Auch wenn eine Parteianhörung in der Regel eine Beweisgebühr nicht auslöst, weil diese vor allem der Klärung und Ergänzung offener Punkte im Parteivortrag dient, und diese Klärung auch durch eine Auflage nach § 273 Abs. 2 Ziffer 1 ZPO herbeigeführt werden könnte, was eine Beweisgebühr in keinem Fall rechtfertigen würde, kann im Einzelfall eine Parteianhörung als Beweisaufnahme zu werten sein. Dies gilt insbesondere dann, wenn durch die Anhörung als Partei ein gegensätzlicher Parteivortrag zur Überzeugung des Gerichts geklärt worden ist und das erkennende Gericht das Ergebnis der Parteianhörung wie einen erhobenen Beweis verwertet, wobei auch der Sinn und Zweck der Beweisgebühr nach § 31 Abs. 1 Ziffer 3 BRAGO zu berücksichtigen ist, dass nämlich der Rechtsanwalt den Mehraufwand, der ihm durch eine Beweisaufnahme erwächst, vergütet erhalten soll (vgl.: OLG Hamm MDR 2001, Rdnr. 414; OLG Düsseldorf, NJW-RR 2002, 133). Aus diesem Grund verbietet sich auch eine reinförmliche Betrachtungsweise, die darauf abstellt, ob ein Beweisbeschluss erlassen worden ist oder nicht. Der Zweck der Beweisgebühr gebietet es vielmehr, dass der Rechtsanwalt die Beweisgebühr immer dann erhält, wenn inhaltlich eine Beweisaufnahme vorliegt, die durch das Gericht auch verwertet wurde (OLG Düsseldorf, a. a. O., m. w. N.).

So liegt der Fall hier:

Auch wenn der Kläger nur zum Zwecke der Parteianhörung nach § 141 Abs. 1 ZPO geladen worden war, hat im Termin am 27. März 2002 im Ergebnis eine Beweisaufnahme stattgefunden, die im auf diesen Termin ergangenen Urteil verwertet wurde. Insbesondere auch die Frage, ob das Motorrad gestohlen worden war, war zwischen den Parteien streitig, so dass die Klage ohne den Beweis dieser erheblichen Frage durch den beweispflichtigen Kläger keinen Erfolg hätte haben können. Aufgrund der Bekundungen des Klägers im Termin ist das Landgericht in seinem Urteil zu dem Ergebnis gelangt, dass der Diebstahl „bewiesen“ sei und hat aufgrund dieser Feststellung der Klage stattgegeben.

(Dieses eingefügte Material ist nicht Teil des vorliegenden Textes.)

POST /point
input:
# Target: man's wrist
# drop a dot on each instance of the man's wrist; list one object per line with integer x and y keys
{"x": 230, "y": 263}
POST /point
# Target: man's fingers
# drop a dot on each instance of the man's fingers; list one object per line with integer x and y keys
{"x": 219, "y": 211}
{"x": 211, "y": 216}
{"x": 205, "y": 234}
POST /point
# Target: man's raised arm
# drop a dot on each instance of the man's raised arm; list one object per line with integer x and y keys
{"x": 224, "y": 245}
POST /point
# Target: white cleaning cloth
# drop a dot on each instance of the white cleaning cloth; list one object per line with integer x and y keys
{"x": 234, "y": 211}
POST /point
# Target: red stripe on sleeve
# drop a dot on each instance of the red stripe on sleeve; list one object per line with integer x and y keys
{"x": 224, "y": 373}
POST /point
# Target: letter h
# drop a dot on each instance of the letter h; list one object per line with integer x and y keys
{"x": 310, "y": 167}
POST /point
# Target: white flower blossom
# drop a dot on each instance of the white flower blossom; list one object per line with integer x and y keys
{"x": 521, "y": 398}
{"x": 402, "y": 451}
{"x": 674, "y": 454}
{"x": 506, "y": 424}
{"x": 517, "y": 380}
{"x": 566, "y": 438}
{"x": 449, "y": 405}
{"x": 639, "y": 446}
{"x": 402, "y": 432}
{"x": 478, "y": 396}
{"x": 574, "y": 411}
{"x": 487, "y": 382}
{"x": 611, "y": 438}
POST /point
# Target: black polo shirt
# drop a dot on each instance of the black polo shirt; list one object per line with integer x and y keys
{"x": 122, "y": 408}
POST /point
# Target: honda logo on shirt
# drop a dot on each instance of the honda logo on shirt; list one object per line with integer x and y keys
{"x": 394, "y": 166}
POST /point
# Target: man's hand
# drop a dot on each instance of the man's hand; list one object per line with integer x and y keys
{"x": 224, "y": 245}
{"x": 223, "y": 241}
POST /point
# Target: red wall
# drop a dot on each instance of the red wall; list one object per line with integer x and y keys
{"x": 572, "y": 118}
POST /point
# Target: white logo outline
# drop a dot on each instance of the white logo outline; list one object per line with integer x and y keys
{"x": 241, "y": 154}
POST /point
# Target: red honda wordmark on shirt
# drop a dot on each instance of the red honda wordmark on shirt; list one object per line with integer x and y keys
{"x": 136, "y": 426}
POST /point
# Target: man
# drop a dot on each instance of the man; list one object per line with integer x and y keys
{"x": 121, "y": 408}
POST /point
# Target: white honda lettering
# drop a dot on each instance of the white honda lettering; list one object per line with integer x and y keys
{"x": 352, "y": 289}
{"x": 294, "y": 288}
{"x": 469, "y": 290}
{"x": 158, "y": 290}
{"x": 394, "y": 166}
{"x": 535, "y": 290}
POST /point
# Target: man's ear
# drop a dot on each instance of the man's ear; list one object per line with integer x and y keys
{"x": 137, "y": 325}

Dies, und der Umstand, dass – wie bei der Beweiswürdigung nach einer Parteianhörung oder Vernehmung von Zeugen üblich – ausdrücklich dazu Stellung genommen wurde, ob der Kläger glaubwürdig sei, zeigt deutlich, dass die Richterin eine Beweisaufnahme durchgeführt hat und dies auch wollte. Bestätigt wird dies ferner durch die – wenn auch kurze – Stellungnahme der Richterin, die die Anfrage, ob die Anhörung des Klägers zum Beweismittel erhoben worden sei, bejaht hat.

Die Kostenentscheidung beruht auf § 97 Abs. 1 ZPO.